"Little Tune" Lession

Heirich Schenker's Ideas from "Emblems of Mind"

Heinrich Heinrich Schenker is credited with profound and influential examinations of music at the end of the nineteenth century.

Henrich Schenker came to regard all tonal pieces as elaborations and prolongations of a basic melodic line descending by steps to "1" and all harmonies as elaborations and prolongations of a basic harmonic progression -- "I-V-I". He literally graphed compositions, showing which tones were structural and which ornamental at various perceptual levels of "layers".

Schenker talked about the foreground and background of a composition, its basic line, its fundamental movement. The implication of his analysis was that not all notes of a composition are of equal significance. Some are ornament, some are structural; some are filigree, others are indispensable. One harmony may be the syntectic crux of a composition, another a more slight fancy. These concepts are not inventions of analysis but the sorts of required distinctions made by the composer in constructing the work and any performer attempthing to make sense of it.

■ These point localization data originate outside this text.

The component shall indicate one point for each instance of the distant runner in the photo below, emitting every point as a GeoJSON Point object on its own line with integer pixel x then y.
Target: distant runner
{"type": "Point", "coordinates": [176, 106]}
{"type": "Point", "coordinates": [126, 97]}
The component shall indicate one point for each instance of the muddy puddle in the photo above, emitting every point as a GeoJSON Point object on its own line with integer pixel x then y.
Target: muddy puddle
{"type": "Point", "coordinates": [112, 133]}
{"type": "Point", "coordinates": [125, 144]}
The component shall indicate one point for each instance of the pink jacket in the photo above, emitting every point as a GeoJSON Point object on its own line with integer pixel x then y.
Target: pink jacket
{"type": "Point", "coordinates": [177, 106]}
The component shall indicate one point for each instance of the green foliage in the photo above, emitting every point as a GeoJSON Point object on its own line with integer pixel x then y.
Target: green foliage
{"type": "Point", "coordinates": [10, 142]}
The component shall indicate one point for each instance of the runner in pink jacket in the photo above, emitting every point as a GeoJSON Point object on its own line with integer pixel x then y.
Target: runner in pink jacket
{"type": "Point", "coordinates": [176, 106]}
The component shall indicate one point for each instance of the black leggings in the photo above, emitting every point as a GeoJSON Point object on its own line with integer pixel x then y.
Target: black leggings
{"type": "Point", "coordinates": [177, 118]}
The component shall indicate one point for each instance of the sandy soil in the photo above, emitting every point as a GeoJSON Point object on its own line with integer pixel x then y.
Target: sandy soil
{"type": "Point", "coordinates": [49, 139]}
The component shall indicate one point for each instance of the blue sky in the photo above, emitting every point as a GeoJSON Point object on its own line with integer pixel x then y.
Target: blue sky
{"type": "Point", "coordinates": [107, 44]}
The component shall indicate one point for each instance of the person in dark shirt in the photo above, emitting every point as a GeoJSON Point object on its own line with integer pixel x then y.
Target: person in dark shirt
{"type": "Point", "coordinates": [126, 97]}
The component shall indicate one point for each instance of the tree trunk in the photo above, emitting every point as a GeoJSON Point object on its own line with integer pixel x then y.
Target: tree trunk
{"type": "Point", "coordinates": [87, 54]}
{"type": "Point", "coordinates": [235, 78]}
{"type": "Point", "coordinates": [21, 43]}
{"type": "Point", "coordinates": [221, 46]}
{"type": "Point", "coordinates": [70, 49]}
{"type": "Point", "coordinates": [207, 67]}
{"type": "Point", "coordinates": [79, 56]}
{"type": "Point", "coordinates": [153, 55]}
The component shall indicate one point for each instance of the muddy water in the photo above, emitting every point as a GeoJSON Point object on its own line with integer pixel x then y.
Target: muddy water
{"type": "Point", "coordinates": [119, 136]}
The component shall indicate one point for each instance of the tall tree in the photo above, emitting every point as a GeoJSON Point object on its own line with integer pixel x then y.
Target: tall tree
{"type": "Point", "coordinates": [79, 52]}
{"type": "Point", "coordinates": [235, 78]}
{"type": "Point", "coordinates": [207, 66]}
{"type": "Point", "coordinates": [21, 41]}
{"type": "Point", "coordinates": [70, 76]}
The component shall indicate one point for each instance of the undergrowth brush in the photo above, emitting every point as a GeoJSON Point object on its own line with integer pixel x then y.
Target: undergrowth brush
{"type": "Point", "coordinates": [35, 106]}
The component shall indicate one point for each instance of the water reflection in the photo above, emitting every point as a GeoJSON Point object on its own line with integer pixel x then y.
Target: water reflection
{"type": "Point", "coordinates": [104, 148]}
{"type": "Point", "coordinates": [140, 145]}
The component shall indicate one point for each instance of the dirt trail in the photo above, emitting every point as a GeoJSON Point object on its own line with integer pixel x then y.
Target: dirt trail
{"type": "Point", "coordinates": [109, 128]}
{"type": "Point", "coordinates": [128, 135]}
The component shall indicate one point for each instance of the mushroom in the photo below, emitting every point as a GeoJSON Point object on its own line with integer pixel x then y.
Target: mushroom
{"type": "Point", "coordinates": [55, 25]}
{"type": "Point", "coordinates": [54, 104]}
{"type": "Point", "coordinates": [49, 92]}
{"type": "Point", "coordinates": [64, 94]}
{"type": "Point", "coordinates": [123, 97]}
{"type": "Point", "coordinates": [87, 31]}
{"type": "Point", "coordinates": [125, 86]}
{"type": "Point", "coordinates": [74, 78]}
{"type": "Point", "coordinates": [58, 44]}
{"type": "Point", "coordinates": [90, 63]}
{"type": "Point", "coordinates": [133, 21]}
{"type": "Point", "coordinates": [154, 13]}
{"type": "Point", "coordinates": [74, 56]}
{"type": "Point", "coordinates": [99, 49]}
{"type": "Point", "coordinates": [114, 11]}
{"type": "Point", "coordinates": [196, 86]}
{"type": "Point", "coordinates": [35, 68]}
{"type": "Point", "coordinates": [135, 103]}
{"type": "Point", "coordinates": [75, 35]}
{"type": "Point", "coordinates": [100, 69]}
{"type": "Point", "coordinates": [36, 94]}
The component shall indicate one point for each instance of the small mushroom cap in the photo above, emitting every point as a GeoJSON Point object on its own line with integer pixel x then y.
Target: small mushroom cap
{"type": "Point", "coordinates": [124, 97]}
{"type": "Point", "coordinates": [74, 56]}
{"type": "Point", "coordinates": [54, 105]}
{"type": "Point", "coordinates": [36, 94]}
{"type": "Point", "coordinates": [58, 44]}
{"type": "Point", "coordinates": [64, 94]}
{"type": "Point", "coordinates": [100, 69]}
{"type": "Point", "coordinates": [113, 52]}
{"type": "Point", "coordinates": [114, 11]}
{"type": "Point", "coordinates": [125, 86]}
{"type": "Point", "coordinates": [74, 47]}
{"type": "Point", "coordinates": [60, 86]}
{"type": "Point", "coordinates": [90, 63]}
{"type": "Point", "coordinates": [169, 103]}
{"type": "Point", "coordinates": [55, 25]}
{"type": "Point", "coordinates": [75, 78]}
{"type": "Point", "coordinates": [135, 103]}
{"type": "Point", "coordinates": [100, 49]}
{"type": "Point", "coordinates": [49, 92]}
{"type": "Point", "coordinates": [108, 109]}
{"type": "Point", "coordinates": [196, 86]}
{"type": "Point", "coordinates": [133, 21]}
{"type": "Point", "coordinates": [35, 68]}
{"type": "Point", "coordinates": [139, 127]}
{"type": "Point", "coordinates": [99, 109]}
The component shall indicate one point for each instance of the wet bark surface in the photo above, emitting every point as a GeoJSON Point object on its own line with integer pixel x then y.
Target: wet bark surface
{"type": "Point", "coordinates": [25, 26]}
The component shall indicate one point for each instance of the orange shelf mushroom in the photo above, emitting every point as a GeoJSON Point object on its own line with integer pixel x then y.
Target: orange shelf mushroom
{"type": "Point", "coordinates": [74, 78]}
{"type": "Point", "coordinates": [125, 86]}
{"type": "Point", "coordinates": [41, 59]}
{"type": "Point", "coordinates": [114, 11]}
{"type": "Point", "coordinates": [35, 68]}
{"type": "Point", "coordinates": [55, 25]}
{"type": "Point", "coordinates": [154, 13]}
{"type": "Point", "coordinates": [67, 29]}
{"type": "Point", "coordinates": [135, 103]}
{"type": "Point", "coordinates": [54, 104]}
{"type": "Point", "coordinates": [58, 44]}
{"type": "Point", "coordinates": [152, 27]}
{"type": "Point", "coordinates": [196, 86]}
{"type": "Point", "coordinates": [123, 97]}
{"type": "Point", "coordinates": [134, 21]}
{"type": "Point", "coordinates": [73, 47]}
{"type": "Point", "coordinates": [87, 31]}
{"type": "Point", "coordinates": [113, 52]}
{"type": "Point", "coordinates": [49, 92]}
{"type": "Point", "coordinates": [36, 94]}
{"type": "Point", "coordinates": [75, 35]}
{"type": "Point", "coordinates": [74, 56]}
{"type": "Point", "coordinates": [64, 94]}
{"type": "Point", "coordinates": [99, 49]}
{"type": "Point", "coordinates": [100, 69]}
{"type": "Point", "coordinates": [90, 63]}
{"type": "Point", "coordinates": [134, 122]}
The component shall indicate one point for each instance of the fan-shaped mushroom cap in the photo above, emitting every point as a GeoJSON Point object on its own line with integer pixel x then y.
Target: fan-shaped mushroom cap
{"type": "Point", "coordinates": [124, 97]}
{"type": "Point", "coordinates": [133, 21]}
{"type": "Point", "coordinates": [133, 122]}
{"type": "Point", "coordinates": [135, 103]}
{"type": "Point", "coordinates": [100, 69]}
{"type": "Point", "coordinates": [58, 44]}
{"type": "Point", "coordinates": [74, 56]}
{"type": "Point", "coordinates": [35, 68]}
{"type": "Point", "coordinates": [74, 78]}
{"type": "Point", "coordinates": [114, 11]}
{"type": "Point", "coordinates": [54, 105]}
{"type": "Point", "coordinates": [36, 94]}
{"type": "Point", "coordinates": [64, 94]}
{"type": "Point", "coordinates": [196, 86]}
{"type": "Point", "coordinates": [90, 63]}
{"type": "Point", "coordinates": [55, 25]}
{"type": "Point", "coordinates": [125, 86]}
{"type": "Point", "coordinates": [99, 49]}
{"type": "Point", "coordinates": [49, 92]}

The process of making musical sense means making functional distinctions between tones and phrases and harmonies, perceiving that some are directly related and others are not, that some are transformations of others, and that some are punctuation. The composition must be decomposed, quite literally, so that the processes of construction become evident in sound. The structure must be laid bare.

There has been great controversy over Schenker's theories, mostly among analysts who believe that his vision of music is incomplete. But Schenker's attention to basic structures of tonal music and their transformations helps us understand all music.